Reviewed by: Theatre Travels
Just East of Victoria Square / Tarntanyangga, in Adelaide’s city mile, a brief, immersive twenty-minute Fringe offering awaits the curious.
St Francis Xavier is Adelaide’s landmark Catholic church building and the oldest Catholic cathedral in Australia, with construction beginning in 1851. The Gothic Revival building (first consecrated in 1858 but not officially completed until the bell tower was finalized in 1996) is quite imposing as you sit in the pews and gaze up at the wooden rafters and lofty, pointed, arched openings along the sides of the nave.

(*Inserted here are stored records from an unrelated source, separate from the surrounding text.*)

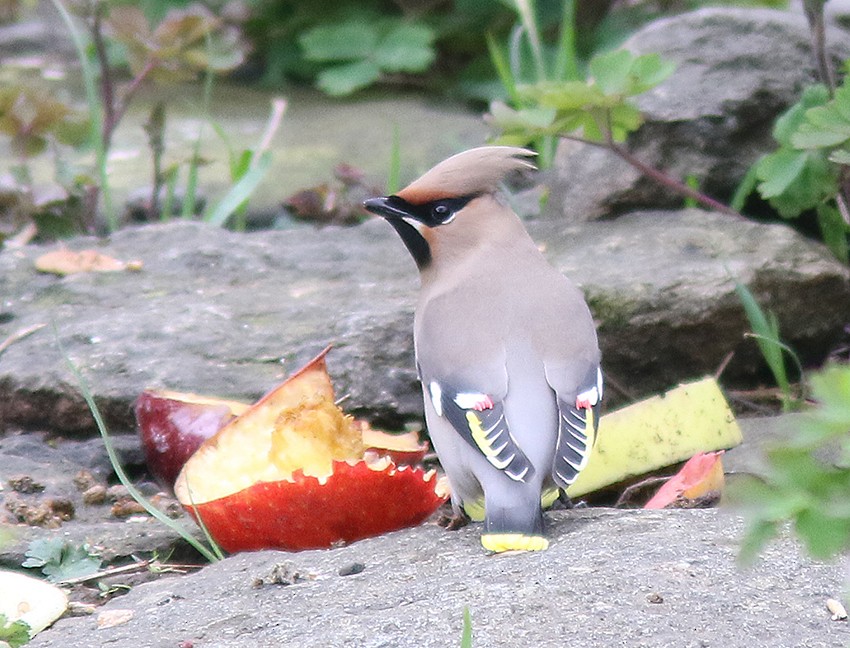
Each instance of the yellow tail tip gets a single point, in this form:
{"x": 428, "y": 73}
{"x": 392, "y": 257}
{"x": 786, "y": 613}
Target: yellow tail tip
{"x": 501, "y": 542}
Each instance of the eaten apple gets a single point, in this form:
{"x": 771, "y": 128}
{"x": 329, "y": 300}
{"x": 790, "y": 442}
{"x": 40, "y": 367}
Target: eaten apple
{"x": 294, "y": 472}
{"x": 173, "y": 425}
{"x": 405, "y": 449}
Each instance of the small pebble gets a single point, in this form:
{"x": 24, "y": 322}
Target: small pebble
{"x": 24, "y": 484}
{"x": 84, "y": 480}
{"x": 837, "y": 610}
{"x": 117, "y": 492}
{"x": 350, "y": 570}
{"x": 95, "y": 494}
{"x": 127, "y": 507}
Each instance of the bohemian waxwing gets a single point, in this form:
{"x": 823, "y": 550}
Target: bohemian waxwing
{"x": 505, "y": 346}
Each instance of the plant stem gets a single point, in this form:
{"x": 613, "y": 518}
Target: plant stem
{"x": 814, "y": 14}
{"x": 656, "y": 174}
{"x": 96, "y": 116}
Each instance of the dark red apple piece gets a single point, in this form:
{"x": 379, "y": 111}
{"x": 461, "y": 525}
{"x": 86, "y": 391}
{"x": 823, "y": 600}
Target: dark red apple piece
{"x": 173, "y": 425}
{"x": 296, "y": 474}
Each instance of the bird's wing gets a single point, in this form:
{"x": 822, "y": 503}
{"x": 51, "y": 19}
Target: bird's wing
{"x": 578, "y": 421}
{"x": 480, "y": 421}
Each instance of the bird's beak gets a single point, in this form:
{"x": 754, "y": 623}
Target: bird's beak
{"x": 386, "y": 206}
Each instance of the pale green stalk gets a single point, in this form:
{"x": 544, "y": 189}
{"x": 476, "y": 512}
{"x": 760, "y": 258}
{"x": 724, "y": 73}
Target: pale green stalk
{"x": 95, "y": 112}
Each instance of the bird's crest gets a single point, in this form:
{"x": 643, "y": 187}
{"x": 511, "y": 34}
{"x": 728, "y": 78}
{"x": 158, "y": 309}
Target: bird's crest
{"x": 476, "y": 171}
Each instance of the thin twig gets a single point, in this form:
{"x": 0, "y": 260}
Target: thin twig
{"x": 141, "y": 565}
{"x": 723, "y": 364}
{"x": 629, "y": 490}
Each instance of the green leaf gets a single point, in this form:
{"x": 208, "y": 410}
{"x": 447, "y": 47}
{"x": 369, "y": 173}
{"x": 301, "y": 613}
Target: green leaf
{"x": 825, "y": 535}
{"x": 778, "y": 170}
{"x": 840, "y": 156}
{"x": 347, "y": 41}
{"x": 564, "y": 95}
{"x": 15, "y": 634}
{"x": 524, "y": 119}
{"x": 789, "y": 122}
{"x": 60, "y": 560}
{"x": 405, "y": 48}
{"x": 827, "y": 125}
{"x": 834, "y": 233}
{"x": 345, "y": 79}
{"x": 610, "y": 71}
{"x": 815, "y": 181}
{"x": 745, "y": 188}
{"x": 648, "y": 71}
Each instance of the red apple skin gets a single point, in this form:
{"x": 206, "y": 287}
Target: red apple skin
{"x": 172, "y": 426}
{"x": 355, "y": 502}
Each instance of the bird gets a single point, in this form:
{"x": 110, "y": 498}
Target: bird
{"x": 505, "y": 345}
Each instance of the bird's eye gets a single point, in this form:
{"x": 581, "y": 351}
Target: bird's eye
{"x": 442, "y": 213}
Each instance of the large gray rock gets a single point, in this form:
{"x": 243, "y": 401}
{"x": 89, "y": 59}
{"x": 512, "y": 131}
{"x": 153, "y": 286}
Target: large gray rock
{"x": 737, "y": 70}
{"x": 610, "y": 578}
{"x": 231, "y": 314}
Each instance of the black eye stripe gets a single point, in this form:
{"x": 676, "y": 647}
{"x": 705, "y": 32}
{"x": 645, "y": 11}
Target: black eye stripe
{"x": 434, "y": 213}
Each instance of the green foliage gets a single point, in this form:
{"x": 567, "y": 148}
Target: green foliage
{"x": 805, "y": 172}
{"x": 598, "y": 109}
{"x": 32, "y": 115}
{"x": 765, "y": 327}
{"x": 360, "y": 52}
{"x": 60, "y": 560}
{"x": 15, "y": 634}
{"x": 247, "y": 169}
{"x": 186, "y": 41}
{"x": 807, "y": 480}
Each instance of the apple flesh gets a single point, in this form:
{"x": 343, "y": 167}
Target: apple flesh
{"x": 294, "y": 472}
{"x": 358, "y": 500}
{"x": 404, "y": 449}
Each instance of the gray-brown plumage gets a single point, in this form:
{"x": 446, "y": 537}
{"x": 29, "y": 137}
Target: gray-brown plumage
{"x": 505, "y": 346}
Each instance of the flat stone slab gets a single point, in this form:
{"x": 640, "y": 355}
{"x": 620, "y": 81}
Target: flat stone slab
{"x": 610, "y": 578}
{"x": 230, "y": 314}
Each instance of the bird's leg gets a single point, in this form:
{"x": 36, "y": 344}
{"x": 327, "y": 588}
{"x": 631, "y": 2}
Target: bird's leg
{"x": 565, "y": 501}
{"x": 457, "y": 519}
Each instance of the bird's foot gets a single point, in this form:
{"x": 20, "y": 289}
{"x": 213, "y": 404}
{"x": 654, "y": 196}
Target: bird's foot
{"x": 502, "y": 542}
{"x": 453, "y": 521}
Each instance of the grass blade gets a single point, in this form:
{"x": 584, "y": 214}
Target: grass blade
{"x": 566, "y": 59}
{"x": 115, "y": 460}
{"x": 466, "y": 637}
{"x": 394, "y": 173}
{"x": 765, "y": 331}
{"x": 240, "y": 192}
{"x": 503, "y": 68}
{"x": 95, "y": 114}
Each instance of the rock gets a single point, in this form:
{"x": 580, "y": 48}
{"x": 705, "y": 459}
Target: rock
{"x": 61, "y": 464}
{"x": 737, "y": 70}
{"x": 610, "y": 578}
{"x": 230, "y": 314}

Cathedral Chiaroscuro is somewhat akin to the artful North Terrace illuminations shone onto historic buildings that began around 2016 and garnered great attention from strolling crowds: cleverly placed projectors play light and moving image onto the church’s interior architecture. These moving images and illustrations dip into a colour palette that ranges from cool blue tones through pinks, reds, and ochres. Images of clouds, moving water, shifting ‘mosaics’, and a fascinating marbled pattern in neutrals and greys shine over the interior, fading then re-emerging each time a different music track is played. The last images ‘grew’ into a lush, blooming garden, covering the walls to the strains of Vivaldi’s Gloria in D Major.
All the very pleasing images were accompanied by various recorded hymns or piano solos, prior to the Gloria. At certain moments as the music would swell, archway reliefs were subtly limned with just-flickering golden halo-like surrounds. As I often make an effort to do, observing the other attendees gives you a sense of how an event is landing; this light show certainly seemed to impress.

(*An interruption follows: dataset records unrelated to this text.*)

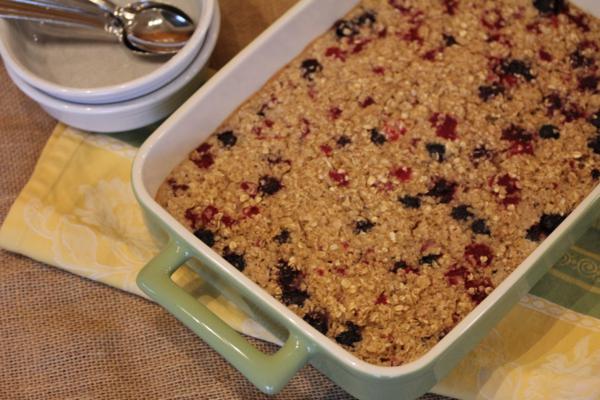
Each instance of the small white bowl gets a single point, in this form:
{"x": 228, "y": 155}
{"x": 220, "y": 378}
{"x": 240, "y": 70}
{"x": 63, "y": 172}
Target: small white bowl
{"x": 132, "y": 114}
{"x": 98, "y": 72}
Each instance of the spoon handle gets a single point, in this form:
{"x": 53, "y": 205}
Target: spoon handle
{"x": 34, "y": 11}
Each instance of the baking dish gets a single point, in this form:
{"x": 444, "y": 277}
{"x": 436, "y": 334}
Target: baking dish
{"x": 193, "y": 123}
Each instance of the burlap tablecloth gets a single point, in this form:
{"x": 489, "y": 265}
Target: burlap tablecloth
{"x": 62, "y": 336}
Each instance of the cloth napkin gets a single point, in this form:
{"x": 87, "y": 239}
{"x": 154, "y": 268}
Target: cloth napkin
{"x": 78, "y": 212}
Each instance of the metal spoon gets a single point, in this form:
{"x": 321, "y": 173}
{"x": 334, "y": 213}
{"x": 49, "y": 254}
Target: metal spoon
{"x": 145, "y": 27}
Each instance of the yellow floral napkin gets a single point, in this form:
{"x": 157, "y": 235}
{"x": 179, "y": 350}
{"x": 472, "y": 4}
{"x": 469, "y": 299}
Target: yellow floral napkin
{"x": 78, "y": 213}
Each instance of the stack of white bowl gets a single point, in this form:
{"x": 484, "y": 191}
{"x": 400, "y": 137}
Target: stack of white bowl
{"x": 101, "y": 86}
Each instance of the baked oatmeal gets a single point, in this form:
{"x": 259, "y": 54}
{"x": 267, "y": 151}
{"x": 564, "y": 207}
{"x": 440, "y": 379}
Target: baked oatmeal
{"x": 395, "y": 172}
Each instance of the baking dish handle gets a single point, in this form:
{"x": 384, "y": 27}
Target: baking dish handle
{"x": 269, "y": 373}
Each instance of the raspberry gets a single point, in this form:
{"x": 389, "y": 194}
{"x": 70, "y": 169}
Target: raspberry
{"x": 205, "y": 236}
{"x": 227, "y": 138}
{"x": 350, "y": 336}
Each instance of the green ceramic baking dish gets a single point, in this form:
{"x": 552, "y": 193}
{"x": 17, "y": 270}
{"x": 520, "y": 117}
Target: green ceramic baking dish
{"x": 191, "y": 125}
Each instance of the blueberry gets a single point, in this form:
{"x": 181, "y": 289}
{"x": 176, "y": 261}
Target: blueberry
{"x": 594, "y": 144}
{"x": 235, "y": 259}
{"x": 398, "y": 265}
{"x": 377, "y": 137}
{"x": 350, "y": 336}
{"x": 227, "y": 138}
{"x": 366, "y": 18}
{"x": 549, "y": 132}
{"x": 363, "y": 226}
{"x": 550, "y": 7}
{"x": 345, "y": 28}
{"x": 449, "y": 40}
{"x": 443, "y": 190}
{"x": 410, "y": 201}
{"x": 486, "y": 92}
{"x": 595, "y": 120}
{"x": 310, "y": 66}
{"x": 318, "y": 320}
{"x": 480, "y": 227}
{"x": 516, "y": 67}
{"x": 461, "y": 212}
{"x": 282, "y": 237}
{"x": 429, "y": 259}
{"x": 343, "y": 141}
{"x": 436, "y": 151}
{"x": 269, "y": 185}
{"x": 206, "y": 236}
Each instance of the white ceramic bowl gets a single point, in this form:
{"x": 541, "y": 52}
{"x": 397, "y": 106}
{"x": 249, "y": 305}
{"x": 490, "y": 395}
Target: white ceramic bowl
{"x": 132, "y": 114}
{"x": 100, "y": 72}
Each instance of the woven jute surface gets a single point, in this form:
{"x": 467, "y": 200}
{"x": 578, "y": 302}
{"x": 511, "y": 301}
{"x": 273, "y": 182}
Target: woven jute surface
{"x": 62, "y": 336}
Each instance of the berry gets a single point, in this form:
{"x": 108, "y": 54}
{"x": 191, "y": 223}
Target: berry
{"x": 436, "y": 151}
{"x": 310, "y": 67}
{"x": 461, "y": 212}
{"x": 343, "y": 141}
{"x": 449, "y": 40}
{"x": 318, "y": 320}
{"x": 410, "y": 201}
{"x": 363, "y": 226}
{"x": 443, "y": 190}
{"x": 269, "y": 185}
{"x": 227, "y": 138}
{"x": 345, "y": 28}
{"x": 377, "y": 137}
{"x": 480, "y": 227}
{"x": 429, "y": 259}
{"x": 550, "y": 7}
{"x": 516, "y": 67}
{"x": 487, "y": 92}
{"x": 546, "y": 225}
{"x": 350, "y": 336}
{"x": 205, "y": 236}
{"x": 235, "y": 259}
{"x": 549, "y": 132}
{"x": 368, "y": 17}
{"x": 282, "y": 237}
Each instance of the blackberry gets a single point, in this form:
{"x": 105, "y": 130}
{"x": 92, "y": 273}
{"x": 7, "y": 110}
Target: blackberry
{"x": 206, "y": 236}
{"x": 461, "y": 213}
{"x": 363, "y": 226}
{"x": 351, "y": 335}
{"x": 436, "y": 151}
{"x": 410, "y": 201}
{"x": 480, "y": 227}
{"x": 235, "y": 259}
{"x": 343, "y": 141}
{"x": 449, "y": 40}
{"x": 227, "y": 138}
{"x": 516, "y": 67}
{"x": 269, "y": 185}
{"x": 429, "y": 259}
{"x": 310, "y": 67}
{"x": 377, "y": 137}
{"x": 549, "y": 132}
{"x": 318, "y": 320}
{"x": 550, "y": 7}
{"x": 282, "y": 237}
{"x": 489, "y": 91}
{"x": 443, "y": 190}
{"x": 345, "y": 28}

My only (small) reservation during the event was the quality of the sound. The speakers were sadly not up to scratch for the volume the recordings were playing at. The truly beautiful music would have been that much more impactful without the slight distortion that was occurring.
I still say the visit to Cathedral Chiaroscuro is a worthwhile one. We added it to our evening after an Adelaide Festival show, on a beautiful early Autumn night here in Adelaide. To sit in peaceful contemplation of beauty, and life, in sacred surrounds, is always a fine thing to do.